Arab World Materials 29 December 2012 10:29 (UTC +04:00)
More than 15 nationwide power stations have halted electricity generation on Thursday due to shortages of fuel such as diesel, natural gas and mazut, the Egyptian Electricity Transmission
Egypt suffers power outage, could face 'dark winter' due to fuel crisis

More than 15 nationwide power stations have halted electricity generation on Thursday due to shortages of fuel such as diesel, natural gas and mazut, the Egyptian Electricity Transmission Company (EETC) said Al Ahramonline reported.

"The fuel ran dry, leading to the reduction of around 3000 mega watt of the daily electricity capacity for the first time ever," EETC said, according to Al-Ahram daily newspaper.

Sources familiar with the matter told Al-Ahram that if the fuel production crisis does not end soon "half of Egypt's governorates will plunge into darkness".

Fuel shortage in power plants has led to hours-long blackout in several governorates on Thursday, including capital Cairo, Suez, Beheira and Alexandria.

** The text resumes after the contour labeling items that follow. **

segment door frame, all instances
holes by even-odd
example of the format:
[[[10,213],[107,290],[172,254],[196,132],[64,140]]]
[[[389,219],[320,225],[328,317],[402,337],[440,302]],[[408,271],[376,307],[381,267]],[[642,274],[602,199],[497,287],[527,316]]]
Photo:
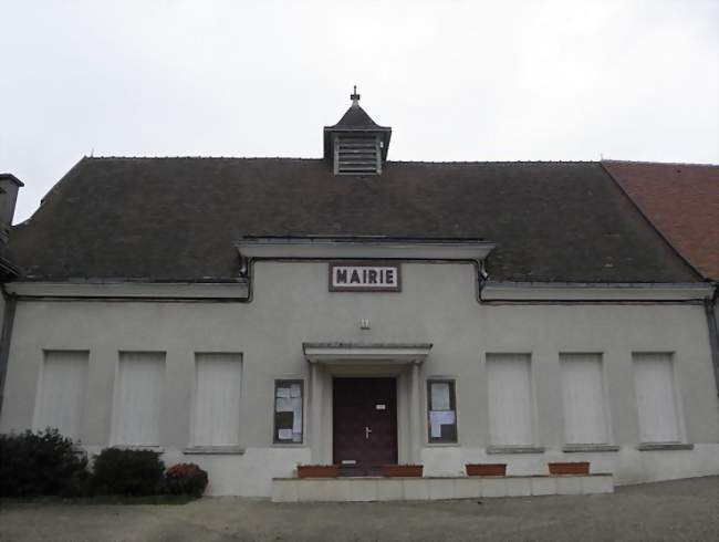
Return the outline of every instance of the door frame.
[[[336,459],[336,449],[334,447],[334,437],[335,437],[335,415],[334,415],[334,394],[335,394],[335,381],[341,378],[341,379],[385,379],[385,381],[392,381],[394,383],[394,400],[395,400],[395,408],[394,408],[394,416],[392,419],[392,431],[394,434],[394,449],[392,450],[392,455],[394,456],[393,461],[394,462],[388,462],[386,465],[398,465],[399,463],[399,377],[398,375],[382,375],[382,376],[376,376],[376,375],[362,375],[362,376],[345,376],[345,375],[331,375],[332,378],[332,386],[331,386],[331,394],[332,394],[332,462],[335,465],[342,465],[337,461]],[[364,468],[367,468],[367,466],[362,466]],[[375,466],[376,467],[376,466]],[[364,476],[371,476],[365,473]]]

Egypt's minister of electricity and energy, Mahmoud Balbaa, has contacted petroleum minister Osama Kamal and Prime Minister Hisham Qandil to find a way out of the crisis, Al-Ahram added.

In December, Kamal said that Egypt planned to issue a tender to import gas within "three to four weeks". Shipments could start in the summer of 2013 to help meet growing demand for the fuel.

Egypt, itself a gas producer and exporter, said in October it had agreed to import gas from Algeria and was in talks with Qatar over a similar deal.

Egypt witnessed several power failures last summer due to shortage of fuel supply and the government has insisted that the problem would not occur in the winter because of less electricity consumption.

In August, the government announced that a new power station at Damietta (roughly 300 kilometres north of Cairo) and another at Abu Kier in the Alexandria governorate had begun operations with a view to meeting rising domestic energy demand.

The two stations reportedly represent some LE12 billion worth of investment and generate a combined 1,800 megawatts of energy.